Para los filósofos griegos, el mito constituía una narrativa insuficiente sobre dónde surgió el universo, ya que no brotaba de la propia naturaleza, sino del caos, como el origen del todo, de lo que es el planeta Tierra (Gea).” En el principio era el Caos, una masa no claramente definida, sin forma: Del Caos surgió la Madre Tierra, y su hijo Urano la modeló tal como la conocemos nosotros, con las flores, los árboles, los animales y los pájaros” (Gibson, 1987, p.13).

Fue en la ciudad griega de Jonia, con los primeros filósofos, que se cuestionó el mito al girar el pensar en torno a lo natural, fuera de toda trascendencia. Los sabios presocráticos (aquellos que vivieron antes de Sócrates) fueron los primeros que colocaron como plataforma del pensar la physis, y partiendo de esto comenzaron a filosofar respecto a que todo lo que ha surgido se encuentra en la misma naturaleza, no fuera de ella. De ahí la ruptura con todo orden religioso y mitológico en el pensar de: Anaxágoras, Anaximandro, Anaxímenes, Tales de Mileto, Heráclito, Demócrito, Pitágoras, entre otros sabios, que vivieron en los siglos VI y V a.C.

Para estos sabios presocráticos, el mundo y sus cosas se podía explicar a través del logos (razón) y de la propia physis (donde todo brota y crece). El arjé o el principio de donde brota todo era para los pitagóricos, los números y para Anaxágoras, el primer filósofo que va a Atenas, fueron los espermas o semillas y el nous o inteligencia universal.

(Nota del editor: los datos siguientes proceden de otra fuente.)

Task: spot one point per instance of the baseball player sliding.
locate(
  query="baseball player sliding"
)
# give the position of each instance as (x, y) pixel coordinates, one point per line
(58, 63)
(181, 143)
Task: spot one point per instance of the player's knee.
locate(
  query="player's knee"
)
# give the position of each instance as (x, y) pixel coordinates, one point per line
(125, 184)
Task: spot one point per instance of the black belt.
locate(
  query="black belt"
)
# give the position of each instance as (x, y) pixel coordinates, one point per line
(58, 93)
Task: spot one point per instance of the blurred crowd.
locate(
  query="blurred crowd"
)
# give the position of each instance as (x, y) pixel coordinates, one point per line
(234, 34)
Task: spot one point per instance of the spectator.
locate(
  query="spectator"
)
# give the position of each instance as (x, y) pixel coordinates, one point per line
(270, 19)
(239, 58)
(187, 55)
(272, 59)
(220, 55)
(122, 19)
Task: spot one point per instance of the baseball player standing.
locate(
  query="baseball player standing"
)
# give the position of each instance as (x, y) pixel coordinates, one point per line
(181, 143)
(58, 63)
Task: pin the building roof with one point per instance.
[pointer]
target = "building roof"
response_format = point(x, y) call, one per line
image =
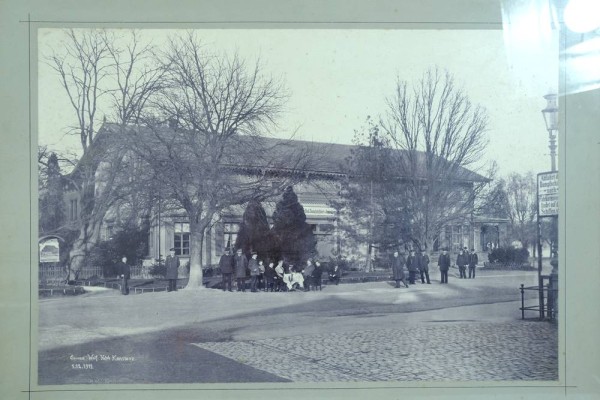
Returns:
point(328, 158)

Para este filósofo, la naturaleza era infinitamente divisible en elementos pequeños o semillas y en cualquier elemento pequeño, hay algo de la naturaleza.

Contrario a esta visión filosófica, nos encontramos con la de Anaximandro, que fue un filósofo muy creativo al decir que dicho arjé o principio proviene del ápeiron o lo indefinido, de donde surgen todas las cosas y ahí tienen que retornar, contrario al criterio de Anaxímenes, quien pensó que todo se originó por el aire, y a Tales de Mileto, que situó el agua como el elemento del cual provienen todas las cosas.

Mientras el filósofo Heráclito asume que el fuego dio origen al cosmos y que este fuego no es solo físico sino también de vida, renacer y fluir permanente, el filosofar de Demócrito se orientaba al momento constitutivo de la materia, la cual se diferencia por el movimiento, la forma, el tamaño, excluyendo cualquier tipo de identidad de esta partícula, que junto con el vacío componen el cosmos infinito.

Sin embargo, Aristóteles, fue el primer filósofo en darle una mirada al universo desde un enfoque geocéntrico, donde el planeta Tierra era el centro y los astros giraban en torno a este.

Será con Copérnico (primeras cuatro décadas del Siglo XVI) y Galileo (primeras cuatro décadas del Siglo XVII) que la teoría heliocéntrica del Sistema Solar dio comienzo a la revolución tecnocientífica, en la que se destronó la visión aristotélica de que la tierra era el centro del universo y se argumentó que esta y los demás planetas giraban alrededor del Sol.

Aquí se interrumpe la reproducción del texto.